To perfect the perception got by the Anschauung the thing that must be named, an appropriate action must follow. 'A man learns by action... have done with [mere] words!' 'Life shapes us and the life that shapes us is not a matter of words but action'.
Out of this demand for action came an emphasis on repetition - not blind repetition, but repetition of action following the Anschauung." --William H. Kilpatrick in his introduction to Heinrich Pestalozzi (1951) The Education of Man - Aphorisms, New York: Philosophical Library.
Both Pestalozzi and Frobel had noted that what was learned by the child must be expressed by the child as a direct consequence of learning, or it and the efforts of learning it would be wasted. So completely rejecting that advice, educational policy makers devised whole systems of confinement under the guise of education.
In Swedish, the word for education is utbildning. Like many words in the northern European languages, it is a combination of two words, one meaning out, and the other build or to form. And so that word is an excellent one to guide us in the re-form of education.
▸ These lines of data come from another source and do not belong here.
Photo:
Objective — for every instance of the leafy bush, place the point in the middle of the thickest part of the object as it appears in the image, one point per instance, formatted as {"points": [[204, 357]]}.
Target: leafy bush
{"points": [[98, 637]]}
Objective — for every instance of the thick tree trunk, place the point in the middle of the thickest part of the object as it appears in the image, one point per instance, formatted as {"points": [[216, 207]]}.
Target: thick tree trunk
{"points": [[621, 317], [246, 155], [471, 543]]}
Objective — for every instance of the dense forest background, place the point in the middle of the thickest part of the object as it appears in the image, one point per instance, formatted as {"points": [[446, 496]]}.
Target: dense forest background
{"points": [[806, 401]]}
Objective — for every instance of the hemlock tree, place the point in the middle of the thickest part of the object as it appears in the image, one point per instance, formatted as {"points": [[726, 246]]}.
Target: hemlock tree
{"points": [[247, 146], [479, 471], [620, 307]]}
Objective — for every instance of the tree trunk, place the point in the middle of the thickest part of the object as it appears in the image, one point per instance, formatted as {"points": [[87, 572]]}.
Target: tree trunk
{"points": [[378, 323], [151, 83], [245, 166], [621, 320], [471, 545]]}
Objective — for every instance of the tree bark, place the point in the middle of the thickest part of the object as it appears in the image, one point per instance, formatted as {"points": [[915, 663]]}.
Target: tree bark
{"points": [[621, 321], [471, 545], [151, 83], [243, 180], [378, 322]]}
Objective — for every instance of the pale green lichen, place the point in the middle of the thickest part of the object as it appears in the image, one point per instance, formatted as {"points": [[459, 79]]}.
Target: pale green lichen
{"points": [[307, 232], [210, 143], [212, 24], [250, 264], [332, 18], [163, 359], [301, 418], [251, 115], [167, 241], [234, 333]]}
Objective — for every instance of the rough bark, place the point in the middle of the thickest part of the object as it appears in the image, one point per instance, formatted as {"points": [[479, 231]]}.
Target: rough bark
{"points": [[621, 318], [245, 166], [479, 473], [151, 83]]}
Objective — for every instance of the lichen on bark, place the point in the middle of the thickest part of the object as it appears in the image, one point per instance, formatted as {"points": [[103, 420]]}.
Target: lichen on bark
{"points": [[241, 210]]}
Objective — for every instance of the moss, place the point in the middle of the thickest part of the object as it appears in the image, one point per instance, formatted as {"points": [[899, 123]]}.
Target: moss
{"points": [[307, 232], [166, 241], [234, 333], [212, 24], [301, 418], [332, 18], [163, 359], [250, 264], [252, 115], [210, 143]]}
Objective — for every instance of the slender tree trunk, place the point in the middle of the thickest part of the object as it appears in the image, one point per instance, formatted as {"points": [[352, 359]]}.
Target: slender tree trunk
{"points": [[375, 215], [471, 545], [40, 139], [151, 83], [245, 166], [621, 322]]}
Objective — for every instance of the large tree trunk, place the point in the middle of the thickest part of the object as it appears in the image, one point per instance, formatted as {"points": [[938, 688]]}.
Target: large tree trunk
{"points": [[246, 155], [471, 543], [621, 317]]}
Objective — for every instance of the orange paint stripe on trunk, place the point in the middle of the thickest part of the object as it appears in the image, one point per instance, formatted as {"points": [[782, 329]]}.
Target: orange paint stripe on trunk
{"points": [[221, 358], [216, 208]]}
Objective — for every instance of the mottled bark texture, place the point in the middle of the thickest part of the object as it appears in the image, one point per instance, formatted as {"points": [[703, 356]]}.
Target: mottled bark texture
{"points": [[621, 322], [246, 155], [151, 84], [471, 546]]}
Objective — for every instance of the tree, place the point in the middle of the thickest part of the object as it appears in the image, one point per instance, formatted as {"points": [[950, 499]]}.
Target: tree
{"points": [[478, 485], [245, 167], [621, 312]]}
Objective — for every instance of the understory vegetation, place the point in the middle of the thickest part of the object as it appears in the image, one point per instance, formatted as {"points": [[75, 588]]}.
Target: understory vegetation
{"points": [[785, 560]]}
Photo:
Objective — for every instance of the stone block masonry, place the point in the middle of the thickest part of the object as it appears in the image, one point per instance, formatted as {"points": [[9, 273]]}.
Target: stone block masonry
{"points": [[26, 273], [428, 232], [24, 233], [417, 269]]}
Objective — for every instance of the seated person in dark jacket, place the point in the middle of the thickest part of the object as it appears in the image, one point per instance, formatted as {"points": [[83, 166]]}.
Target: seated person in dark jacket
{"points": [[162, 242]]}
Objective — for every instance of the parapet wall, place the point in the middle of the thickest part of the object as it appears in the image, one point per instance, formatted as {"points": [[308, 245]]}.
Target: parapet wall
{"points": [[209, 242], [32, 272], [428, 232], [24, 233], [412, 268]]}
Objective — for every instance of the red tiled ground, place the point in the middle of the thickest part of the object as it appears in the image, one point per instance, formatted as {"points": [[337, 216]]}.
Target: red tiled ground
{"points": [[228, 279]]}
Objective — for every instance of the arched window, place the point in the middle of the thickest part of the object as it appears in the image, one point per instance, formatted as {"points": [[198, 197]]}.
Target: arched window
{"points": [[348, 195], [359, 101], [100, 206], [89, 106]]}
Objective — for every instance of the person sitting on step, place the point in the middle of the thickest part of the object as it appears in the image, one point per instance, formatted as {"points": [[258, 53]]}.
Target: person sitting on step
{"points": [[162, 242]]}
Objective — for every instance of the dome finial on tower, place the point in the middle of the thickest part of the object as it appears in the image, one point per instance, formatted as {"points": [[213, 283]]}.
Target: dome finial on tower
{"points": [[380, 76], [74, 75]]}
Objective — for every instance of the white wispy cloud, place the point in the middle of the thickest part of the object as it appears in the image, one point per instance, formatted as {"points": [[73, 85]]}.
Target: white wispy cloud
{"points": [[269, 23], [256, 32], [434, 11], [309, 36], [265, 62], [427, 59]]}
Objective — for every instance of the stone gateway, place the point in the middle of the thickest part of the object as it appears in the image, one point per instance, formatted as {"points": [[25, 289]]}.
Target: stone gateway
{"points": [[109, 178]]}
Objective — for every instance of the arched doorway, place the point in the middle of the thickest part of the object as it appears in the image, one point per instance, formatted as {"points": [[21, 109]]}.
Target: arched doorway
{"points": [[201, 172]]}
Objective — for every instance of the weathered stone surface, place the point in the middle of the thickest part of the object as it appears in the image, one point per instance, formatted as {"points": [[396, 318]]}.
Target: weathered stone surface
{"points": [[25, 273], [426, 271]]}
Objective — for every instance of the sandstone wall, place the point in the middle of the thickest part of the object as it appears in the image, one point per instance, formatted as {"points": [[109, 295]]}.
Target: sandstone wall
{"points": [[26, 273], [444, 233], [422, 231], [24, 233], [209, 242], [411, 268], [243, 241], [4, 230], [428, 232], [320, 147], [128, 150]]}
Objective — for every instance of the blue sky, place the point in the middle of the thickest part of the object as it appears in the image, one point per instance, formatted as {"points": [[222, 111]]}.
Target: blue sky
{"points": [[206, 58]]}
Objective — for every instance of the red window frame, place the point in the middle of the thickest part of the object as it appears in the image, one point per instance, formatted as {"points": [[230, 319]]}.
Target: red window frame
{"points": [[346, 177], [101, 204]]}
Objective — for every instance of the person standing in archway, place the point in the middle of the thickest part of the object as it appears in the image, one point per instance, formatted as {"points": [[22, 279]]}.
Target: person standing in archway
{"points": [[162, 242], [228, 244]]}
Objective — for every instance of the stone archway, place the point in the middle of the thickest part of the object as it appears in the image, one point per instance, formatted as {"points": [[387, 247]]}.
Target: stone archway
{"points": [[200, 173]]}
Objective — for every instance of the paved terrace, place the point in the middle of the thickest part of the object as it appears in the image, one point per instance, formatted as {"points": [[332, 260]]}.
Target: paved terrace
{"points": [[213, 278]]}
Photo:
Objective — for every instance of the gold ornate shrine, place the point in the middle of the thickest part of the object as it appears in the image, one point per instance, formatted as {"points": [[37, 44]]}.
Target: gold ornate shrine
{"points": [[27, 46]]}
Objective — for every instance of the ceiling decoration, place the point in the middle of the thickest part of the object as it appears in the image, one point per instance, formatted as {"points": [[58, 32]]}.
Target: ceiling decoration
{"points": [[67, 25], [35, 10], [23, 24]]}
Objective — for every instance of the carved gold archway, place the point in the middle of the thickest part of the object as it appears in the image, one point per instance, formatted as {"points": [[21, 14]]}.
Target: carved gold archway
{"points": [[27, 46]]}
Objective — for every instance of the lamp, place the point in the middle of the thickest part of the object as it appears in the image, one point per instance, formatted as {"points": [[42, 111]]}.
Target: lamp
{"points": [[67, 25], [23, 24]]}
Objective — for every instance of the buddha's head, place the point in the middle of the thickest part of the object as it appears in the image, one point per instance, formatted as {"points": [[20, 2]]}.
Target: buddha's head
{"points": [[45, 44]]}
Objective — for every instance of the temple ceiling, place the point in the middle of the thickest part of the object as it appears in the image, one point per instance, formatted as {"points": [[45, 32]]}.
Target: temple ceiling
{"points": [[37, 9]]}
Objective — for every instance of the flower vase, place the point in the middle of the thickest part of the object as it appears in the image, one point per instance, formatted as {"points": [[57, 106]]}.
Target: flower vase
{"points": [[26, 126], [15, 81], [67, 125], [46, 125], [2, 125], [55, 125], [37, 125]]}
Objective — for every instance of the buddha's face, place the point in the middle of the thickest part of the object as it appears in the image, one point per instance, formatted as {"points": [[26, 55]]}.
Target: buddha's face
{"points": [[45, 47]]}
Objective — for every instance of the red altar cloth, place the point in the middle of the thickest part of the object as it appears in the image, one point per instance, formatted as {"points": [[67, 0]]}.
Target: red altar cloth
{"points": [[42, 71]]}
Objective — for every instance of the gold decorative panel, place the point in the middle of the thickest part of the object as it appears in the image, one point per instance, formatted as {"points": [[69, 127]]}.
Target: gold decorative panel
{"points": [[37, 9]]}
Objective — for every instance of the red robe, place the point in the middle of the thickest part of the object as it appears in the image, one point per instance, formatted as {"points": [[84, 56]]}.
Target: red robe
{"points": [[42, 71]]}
Progressive education seeks to connect the inner child with the outer world, and to build is what we hope might happen as a result.
The interesting thing from my perspective is that if children were allowed (and encouraged?) to do real things in response to their learning, we would be able to completely eliminate standardized testing, as who would need artificial means to measure what they could see for themselves?
Make, fix, create, and for God's and your own sake assist others in learning likewise.